I have windows vista and when i try to play conan i get an error message stating that i am missing binkw32.dll. Please help


----------



## koala (Mar 27, 2005)

Hi, welcome to TSF

What's the exact error message?

binkw32.dll is related to the Bink video codec. It should have been installed by the game, although pirate copies often leave out this file. Are you using the retail game CD or a backup?

Try reinstalling, then reboot.


----------



## dragonesse (May 23, 2008)

i just bought conan too, and I'm having the same problems.


----------



## Feo (May 28, 2008)

I tied reinstalling and rebooting, moving the binkw32 file around... still doesn't work
the game works fine on XP
vista must be cursed or something 

oh and i bought the gave on the 25th installed it on my pc (vista) and on my brother's pc (XP), it works perfectly on his pc but not mine :sigh:


----------



## Jack.Sparrow (Jan 22, 2007)

Have you guys tried compatibility mode?


----------



## Digifiend (May 8, 2008)

You could copy the binkw32.dll file from another game, it should work, even if it's an older or newer version.
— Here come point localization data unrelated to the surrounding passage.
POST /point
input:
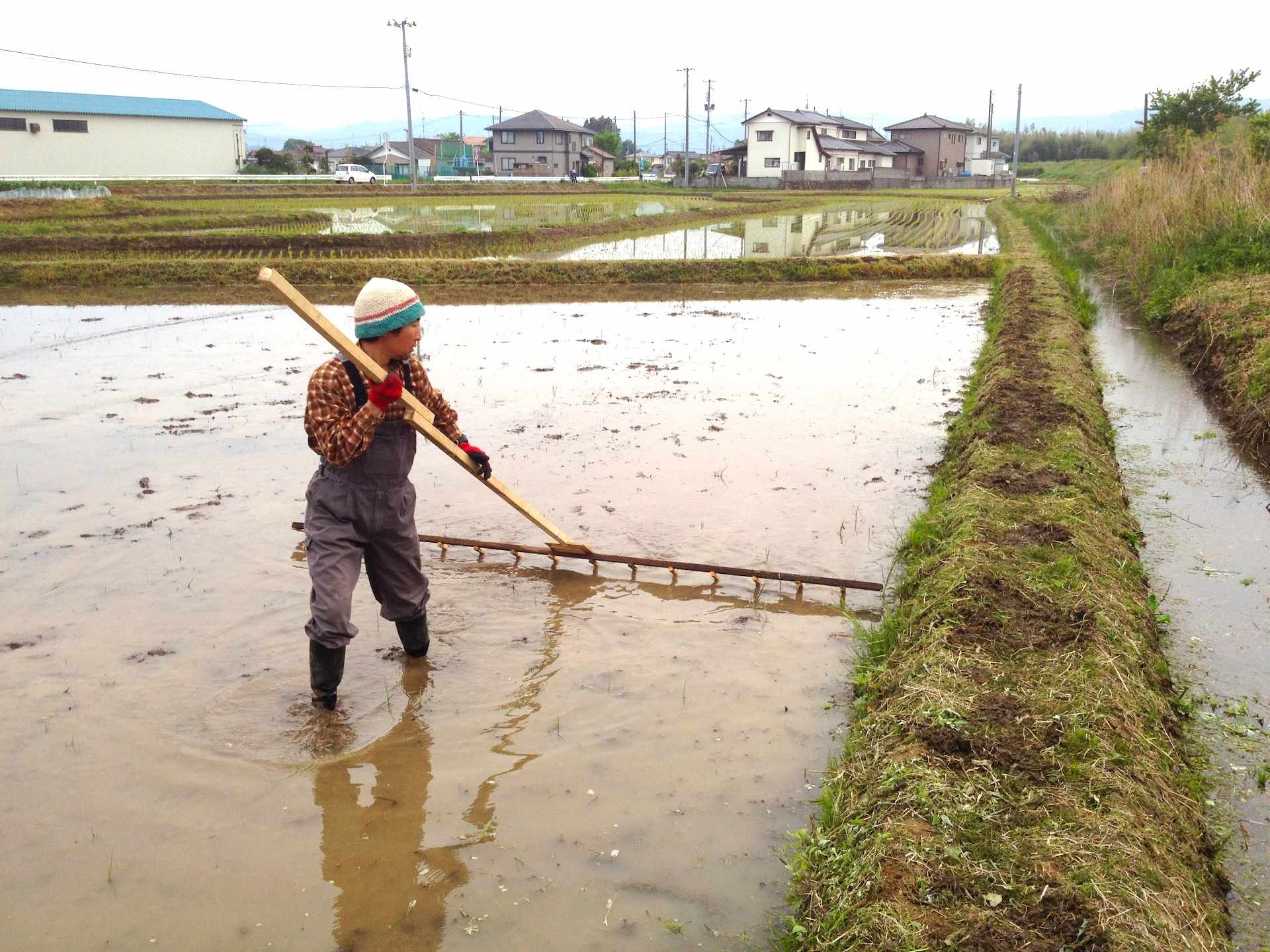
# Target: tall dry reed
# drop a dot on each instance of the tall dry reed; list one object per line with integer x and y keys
{"x": 1141, "y": 221}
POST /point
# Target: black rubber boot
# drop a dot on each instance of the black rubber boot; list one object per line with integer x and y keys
{"x": 414, "y": 636}
{"x": 325, "y": 672}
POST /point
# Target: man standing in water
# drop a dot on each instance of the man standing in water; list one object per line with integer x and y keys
{"x": 361, "y": 502}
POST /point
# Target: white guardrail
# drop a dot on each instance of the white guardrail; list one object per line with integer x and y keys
{"x": 232, "y": 179}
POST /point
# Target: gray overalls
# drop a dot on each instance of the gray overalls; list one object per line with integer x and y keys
{"x": 365, "y": 508}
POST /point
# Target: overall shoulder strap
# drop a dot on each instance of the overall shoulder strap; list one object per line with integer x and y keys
{"x": 355, "y": 377}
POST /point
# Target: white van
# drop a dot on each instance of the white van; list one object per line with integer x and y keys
{"x": 353, "y": 173}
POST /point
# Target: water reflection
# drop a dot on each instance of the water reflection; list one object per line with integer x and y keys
{"x": 486, "y": 216}
{"x": 854, "y": 230}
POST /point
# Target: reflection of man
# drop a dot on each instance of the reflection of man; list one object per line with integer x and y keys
{"x": 371, "y": 851}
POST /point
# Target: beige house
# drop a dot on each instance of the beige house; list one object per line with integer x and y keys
{"x": 804, "y": 140}
{"x": 95, "y": 136}
{"x": 943, "y": 143}
{"x": 539, "y": 143}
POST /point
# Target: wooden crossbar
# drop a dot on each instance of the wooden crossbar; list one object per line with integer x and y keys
{"x": 633, "y": 561}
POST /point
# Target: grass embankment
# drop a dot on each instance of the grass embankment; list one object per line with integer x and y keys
{"x": 1017, "y": 775}
{"x": 1079, "y": 172}
{"x": 1187, "y": 245}
{"x": 422, "y": 274}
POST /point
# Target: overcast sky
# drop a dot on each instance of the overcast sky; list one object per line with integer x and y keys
{"x": 863, "y": 60}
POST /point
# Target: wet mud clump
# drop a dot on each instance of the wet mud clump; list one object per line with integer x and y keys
{"x": 1016, "y": 480}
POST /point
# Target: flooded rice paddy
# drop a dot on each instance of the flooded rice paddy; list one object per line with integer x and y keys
{"x": 586, "y": 761}
{"x": 839, "y": 230}
{"x": 495, "y": 214}
{"x": 1206, "y": 512}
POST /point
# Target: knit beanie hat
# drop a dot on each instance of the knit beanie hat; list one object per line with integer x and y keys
{"x": 384, "y": 305}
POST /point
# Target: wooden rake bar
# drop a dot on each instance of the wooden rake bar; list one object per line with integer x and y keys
{"x": 556, "y": 553}
{"x": 417, "y": 414}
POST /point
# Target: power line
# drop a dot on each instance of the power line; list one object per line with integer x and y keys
{"x": 187, "y": 75}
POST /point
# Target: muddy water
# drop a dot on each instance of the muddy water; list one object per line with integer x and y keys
{"x": 587, "y": 761}
{"x": 492, "y": 215}
{"x": 1206, "y": 513}
{"x": 837, "y": 230}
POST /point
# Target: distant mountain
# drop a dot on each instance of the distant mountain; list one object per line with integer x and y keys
{"x": 1123, "y": 121}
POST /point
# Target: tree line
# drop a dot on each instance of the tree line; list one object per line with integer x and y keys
{"x": 1173, "y": 118}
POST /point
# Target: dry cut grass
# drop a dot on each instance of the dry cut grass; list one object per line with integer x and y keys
{"x": 1019, "y": 776}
BTW, I've just looked it up, Age of Conan should work on Vista without compatibility mode.

From Wikipedia:


> System requirements [Recommended]
> CPU: Core 2 Duo E6600 or equivalent
> CPU Speed: 2.4 GHz
> System Ram: 2 GB
> ...


----------



## JasterAoC (May 30, 2008)

I'm also having problems with this, I'm currently in the process of a complete reinstall. I also tried copying the dll from another game as was suggested and it followed up with another error that something was missing in the dll. I didn't copy it because at that point I had already become way too frustrated by it all. I'll post again once the half day long reinstall is finished... Here's hoping


----------



## JasterAoC (May 30, 2008)

Ok so I did some digging while I was installing and found something that may be useful.

http://www.gamespot.com/pc/rpg/ageo...how_msgs.php?topic_id=m-1-43349141&pid=927504

"You probably took the Age of Conan .exe file from the install folder and placed it directly on your desktop. It seems Age of Conan hates putting icons on your desktop, atleast in my experience. Make a shortcut instead. The AOC.exe has to be in the game folder and has dependencies on the .dll files in there. Hence why you create a shortcut instead, linking you to the .exe file in the correct folder so it can execute correctly and voila, Age of Conan."

Sadly I've already uninstalled my AoC.... so now I have to wait to see if this solves the problem. Someone should REALLY resolve this issue imho


----------